Discutir esta postura ética e a sua eventual ampliação é reconhecer os Direitos de Personalidade. O corpo é meu, a vida é minha e não há ninguém para confrontar a personalidade da pessoa que represento. O médico deve tratar o doente, não a doença. O influente Professor de Direito da USP e Procurador Dr. Rubens Limongi França, já falecido, propõe uma interessante classificação do direito. Diz ele que há três pilares por onde passam as relações jurídicas: i) a própria pessoa – direito de personalidade; ii) a pessoa ampliada na família –direito de família; iii) o mundo exterior – direito de patrimônio e outros. Por muito tempo, o Direito de Personalidade foi tratado sob a luz do Direito Público, que supostamente defende o individuo das arbitrariedades do estado e do mundo exterior, tal qual aparece em declarações constitucionais. A tutela pública é ineficiente e insuficiente. Exemplos não faltam. Um exemplo é o conhecido FGTS, um fundo de poupança compulsório que não protege o trabalhador, pois sua remuneração corre atrás da inflação. Há pouco desenvolvimento jurídico sobre os aspectos privados do Direito de Personalidade, mas há uma tipologia proposta pelo autor que abre um leque sobre a integridade das pessoas: física – direito à vida e ao corpo vivo ou morto; intelectual – liberdade de pensamento e invenção; e moral – liberdade civil, política e religiosa. Nos casos de doença terminal, o Estado nem precisa intervir. Basta a vontade da pessoa se confrontar com os códigos médicos. Assim deveria ser na democracia. A sanção é privada e não tutela do Estado.

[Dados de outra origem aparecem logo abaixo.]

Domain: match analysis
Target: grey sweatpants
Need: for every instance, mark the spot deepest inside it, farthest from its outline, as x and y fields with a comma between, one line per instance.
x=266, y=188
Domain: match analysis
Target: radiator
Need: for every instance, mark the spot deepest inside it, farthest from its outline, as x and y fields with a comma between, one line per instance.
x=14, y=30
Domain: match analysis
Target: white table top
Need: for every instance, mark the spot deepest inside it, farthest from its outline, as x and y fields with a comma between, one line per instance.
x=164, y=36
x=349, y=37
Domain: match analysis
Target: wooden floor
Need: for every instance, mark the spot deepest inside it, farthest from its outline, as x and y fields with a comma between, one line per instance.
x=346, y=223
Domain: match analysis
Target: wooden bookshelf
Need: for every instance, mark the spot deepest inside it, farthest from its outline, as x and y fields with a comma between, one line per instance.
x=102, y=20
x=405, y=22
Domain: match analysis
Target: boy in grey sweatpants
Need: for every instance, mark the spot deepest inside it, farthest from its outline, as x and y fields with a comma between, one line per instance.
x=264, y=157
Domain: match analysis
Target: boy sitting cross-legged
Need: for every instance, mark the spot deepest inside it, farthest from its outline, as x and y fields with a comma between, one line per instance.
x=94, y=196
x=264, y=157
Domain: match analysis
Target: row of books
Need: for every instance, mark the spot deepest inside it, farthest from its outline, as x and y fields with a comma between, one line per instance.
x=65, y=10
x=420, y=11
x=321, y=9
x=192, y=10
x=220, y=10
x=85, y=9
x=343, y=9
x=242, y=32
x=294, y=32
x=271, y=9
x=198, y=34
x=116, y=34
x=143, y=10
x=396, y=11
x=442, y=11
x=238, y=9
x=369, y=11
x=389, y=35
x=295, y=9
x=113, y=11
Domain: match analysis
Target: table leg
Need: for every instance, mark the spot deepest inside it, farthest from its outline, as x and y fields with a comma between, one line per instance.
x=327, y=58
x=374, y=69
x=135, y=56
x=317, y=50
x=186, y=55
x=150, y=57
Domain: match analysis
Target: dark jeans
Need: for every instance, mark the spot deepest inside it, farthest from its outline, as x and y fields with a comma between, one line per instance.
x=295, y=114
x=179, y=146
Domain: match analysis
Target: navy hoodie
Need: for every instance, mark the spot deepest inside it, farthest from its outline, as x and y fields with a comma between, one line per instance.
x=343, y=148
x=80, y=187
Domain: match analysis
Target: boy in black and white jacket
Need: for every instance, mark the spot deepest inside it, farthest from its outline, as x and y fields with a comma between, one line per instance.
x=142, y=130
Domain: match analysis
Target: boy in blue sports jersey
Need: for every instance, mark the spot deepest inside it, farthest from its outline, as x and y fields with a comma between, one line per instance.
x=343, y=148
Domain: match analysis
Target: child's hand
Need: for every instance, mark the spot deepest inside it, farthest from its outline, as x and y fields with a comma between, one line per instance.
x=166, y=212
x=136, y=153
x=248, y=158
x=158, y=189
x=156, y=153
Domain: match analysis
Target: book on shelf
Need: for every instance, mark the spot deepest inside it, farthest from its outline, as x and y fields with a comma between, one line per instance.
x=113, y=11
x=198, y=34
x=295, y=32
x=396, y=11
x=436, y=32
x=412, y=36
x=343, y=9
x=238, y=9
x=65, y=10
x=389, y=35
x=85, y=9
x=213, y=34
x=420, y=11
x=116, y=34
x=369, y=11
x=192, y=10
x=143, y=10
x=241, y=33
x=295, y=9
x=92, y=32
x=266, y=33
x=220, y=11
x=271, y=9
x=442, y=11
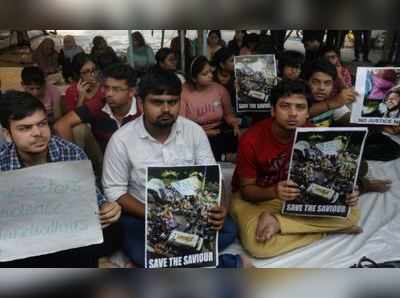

O Estado é o modo de cooperar das pessoas na democracia. É constrangedor falar somente de doenças terminais, que representam um infinitésimo da integridade física e moral das pessoas. As grandes causas são a integridade física e moral das mulheres e minorias (onde os doentes idosos se enquadram). Aqui não avançamos no mundo inteiro, particularmente no Brasil. Qual a origem dos repugnantes muros que construímos entre classes sociais no Brasil? O Estado, ao se infiltrar de forma populista na vida das pessoas, criminaliza o aborto e as drogas e faz uma opção de colocar mais repressão nas ruas. Tolerância Zero é o nome desta teoria, que tem resultados vergonhosos no país e mundo afora. Ademais, não há nenhuma relação entre crescimento da renda e baixa da criminalidade. Portanto, não há que esperar o PIB crescer. Steven Levitt foi o primeiro economista de peso a tratar esta questão empiricamente, seguindo Gary Becker (Prêmio Nobel) em seu teorema Rotten Kids (Crianças Descamisadas), que estabelece o altruísmo familiar como elemento básico do equilíbrio social. No Brasil, o colega Gabriel Hartung mostra a relação de segunda ordem entre demografia e criminalidade. Ao tutelar o corpo das mulheres, proibindo o aborto, sem dar prioridade à educação primária, o país está produzindo uma juventude que vive sem altruísmo, presa no submundo das drogas, da prostituição de menores e das “comunidades” que acolhem os menores para servir o crime organizado, sem direito a ter personalidade. Morre antes disso.